Review and distribution
In Word, Excel, and PowerPoint, one big step before distributing the work product (printing, PDF, etc.) is to do a spell check. You can also do this in Access and other databases, but the concern can be that data could be corrupted if a field of information that a query relies upon suddenly has a spell-checked batch of corrections hit it. Be very careful.
Another standard pre-distribution check for Word, Excel, and PowerPoint is an Accessibility check. This is to be sure that tables, inserts like images and SmartArt, and other document items that may go through a screen reader can pass basic accessibility standards.
The database, however, isn’t so easy to do this with. The tables of data, the queries, and the input forms aren’t designed for a real accessibility check. Instead, Microsoft works to add accessibility tools to the overall Access interface.
However, the output Access database report can and should go through an accessibility check, just to verify that any design/formatting images can get alt text and other accessibility-related hiccups can be caught and corrected.
Special concerns
Future of databases
A future of databases is happening now. The chapter mentioned flat databases, which are not relational, and relational databases (Like MS Access). However, as more data is accumulated, needed, and has to be combined and synthesized for analysis, solitary non-relational databases of some complexity are needing to be accessed and used. This is due to so many database systems now being ‘legacy’ on legacy machines. The data is important, but can’t be easily accessed, merged elsewhere, and analyzed. Some U.S. Government database systems have this problem.
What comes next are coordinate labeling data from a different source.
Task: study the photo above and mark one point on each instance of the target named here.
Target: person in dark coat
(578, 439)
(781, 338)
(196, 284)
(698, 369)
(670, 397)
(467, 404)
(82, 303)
Applications are being developed to assemble multi-model databases, which are database management systems that organizes many NoSQL data models using a single backend, a unified query language, and API. They allow for several non-related databases, from different servers and systems, with different forms of data formatting, to be accessed and queried. The query then creates big data which can then be repurposed into a more central and secure database with more processing power access.
It is also likely that in future quarters, students may find themselves treated to very basic SQL coding for relational database work just to learn how to develop a very simple database.